Hello everyone, I am looking for an all-in-one DVD/Blu-ray recorder and wondering if anyone could make some suggestions.

I have a Panasonic HD digital Camcorder and do not like putting videos on my PC hard drive just to burn them to DVD/Blu-ray.

I would like a device that I can plug my camcorder into and dump the videos directly to DVD or Blu-ray. I currently have a CRT television, so videos are currently in standard definition. In the future I would imagine (hope) they will be shot in HD (therefore need Blu-ray also).

I would like it to have a digital tuner on board also (currently using the free cheap-o Comcast tuner).

I would be nice to be able to program the DVD/Blu-ray recorder to record television shows.

Finally, it would be great for it to play DVD, Blu-ray and CD.
Naturally, will require both HD and std. def. outputs for video.

Any thoughts?


----------



## 69Stingray (Jan 2, 2010)

Was going to go this route until I thought about the other uses I would like to have.

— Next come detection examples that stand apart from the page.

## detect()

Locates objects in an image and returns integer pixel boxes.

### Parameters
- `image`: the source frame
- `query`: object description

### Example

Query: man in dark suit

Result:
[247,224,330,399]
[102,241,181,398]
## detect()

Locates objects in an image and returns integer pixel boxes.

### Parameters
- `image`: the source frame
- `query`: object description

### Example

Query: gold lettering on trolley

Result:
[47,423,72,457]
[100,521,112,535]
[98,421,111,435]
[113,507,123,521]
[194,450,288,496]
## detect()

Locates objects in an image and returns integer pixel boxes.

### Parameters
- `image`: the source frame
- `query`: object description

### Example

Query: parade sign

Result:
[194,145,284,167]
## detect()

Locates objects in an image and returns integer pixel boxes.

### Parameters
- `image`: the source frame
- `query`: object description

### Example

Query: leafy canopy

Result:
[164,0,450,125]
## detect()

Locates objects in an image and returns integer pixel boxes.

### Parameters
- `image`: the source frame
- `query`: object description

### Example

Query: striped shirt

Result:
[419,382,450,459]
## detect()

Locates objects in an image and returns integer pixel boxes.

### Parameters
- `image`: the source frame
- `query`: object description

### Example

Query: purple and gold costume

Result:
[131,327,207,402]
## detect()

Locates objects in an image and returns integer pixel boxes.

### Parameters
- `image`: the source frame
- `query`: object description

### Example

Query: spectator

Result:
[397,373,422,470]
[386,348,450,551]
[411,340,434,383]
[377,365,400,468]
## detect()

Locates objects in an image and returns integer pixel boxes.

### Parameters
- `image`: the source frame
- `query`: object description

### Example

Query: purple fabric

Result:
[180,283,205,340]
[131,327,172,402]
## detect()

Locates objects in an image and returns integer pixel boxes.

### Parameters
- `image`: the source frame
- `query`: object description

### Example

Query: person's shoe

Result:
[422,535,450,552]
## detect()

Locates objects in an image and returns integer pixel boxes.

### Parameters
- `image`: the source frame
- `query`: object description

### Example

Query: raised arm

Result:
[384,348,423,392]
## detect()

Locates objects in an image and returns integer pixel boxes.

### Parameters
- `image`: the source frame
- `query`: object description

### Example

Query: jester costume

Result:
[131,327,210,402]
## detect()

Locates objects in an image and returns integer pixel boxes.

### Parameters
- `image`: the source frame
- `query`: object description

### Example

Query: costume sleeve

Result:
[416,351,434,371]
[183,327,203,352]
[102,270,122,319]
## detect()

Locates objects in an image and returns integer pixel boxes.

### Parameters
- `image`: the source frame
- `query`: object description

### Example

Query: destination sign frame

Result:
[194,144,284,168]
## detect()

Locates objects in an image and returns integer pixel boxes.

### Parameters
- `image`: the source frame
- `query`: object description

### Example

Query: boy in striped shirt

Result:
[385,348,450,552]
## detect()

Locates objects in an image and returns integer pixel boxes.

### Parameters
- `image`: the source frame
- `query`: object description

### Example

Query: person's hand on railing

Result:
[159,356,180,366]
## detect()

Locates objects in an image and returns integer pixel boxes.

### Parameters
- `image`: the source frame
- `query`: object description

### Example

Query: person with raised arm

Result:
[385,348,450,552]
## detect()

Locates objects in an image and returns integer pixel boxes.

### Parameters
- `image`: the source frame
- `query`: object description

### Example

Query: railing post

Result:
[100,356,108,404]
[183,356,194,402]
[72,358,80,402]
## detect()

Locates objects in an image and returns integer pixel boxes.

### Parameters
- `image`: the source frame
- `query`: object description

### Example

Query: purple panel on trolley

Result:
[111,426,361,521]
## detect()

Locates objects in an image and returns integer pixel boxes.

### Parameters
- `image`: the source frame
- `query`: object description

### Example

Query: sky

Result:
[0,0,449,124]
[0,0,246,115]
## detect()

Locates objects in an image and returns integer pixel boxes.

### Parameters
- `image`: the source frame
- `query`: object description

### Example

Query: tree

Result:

http://www.hometheatershack.com/for...layers/58794-sony-vbd-ma1-blu-ray-burner.html


----------



## Jungle Jack (Jul 28, 2009)

Hello,
This is going to take some research as almost all Blu-Ray Burners are on Computers and I cannot think of a single on in the Consumer Electronics Category. I am guessing there is something as you described available in the Professional Audio/Video field. Truth be told, if resources are somewhat tight, I would get an HDTV and go through your Mac/PC for DVD/BD Transfers as opposed to a standalone DVD/BD Burner as I am guessing it will not be very cost effective. Due to Piracy Concerns, it is by design that there are not standalone Blu-Ray Burners in the CE field.
Cheers,
JJ


----------



## 69Stingray (Jan 2, 2010)

Jungle Jack said:


> Hello,
> This is going to take some research as almost all Blu-Ray Burners are on Computers and I cannot think of a single on in the Consumer Electronics Category. I am guessing there is something as you described available in the Professional Audio/Video field. Truth be told, if resources are somewhat tight, I would get an HDTV and go through your Mac/PC for DVD/BD Transfers as opposed to a standalone DVD/BD Burner as I am guessing it will not be very cost effective. Due to Piracy Concerns, it is by design that there are not standalone Blu-Ray Burners in the CE field.
> Cheers,
> JJ


Interesting, thanks Jungle-


----------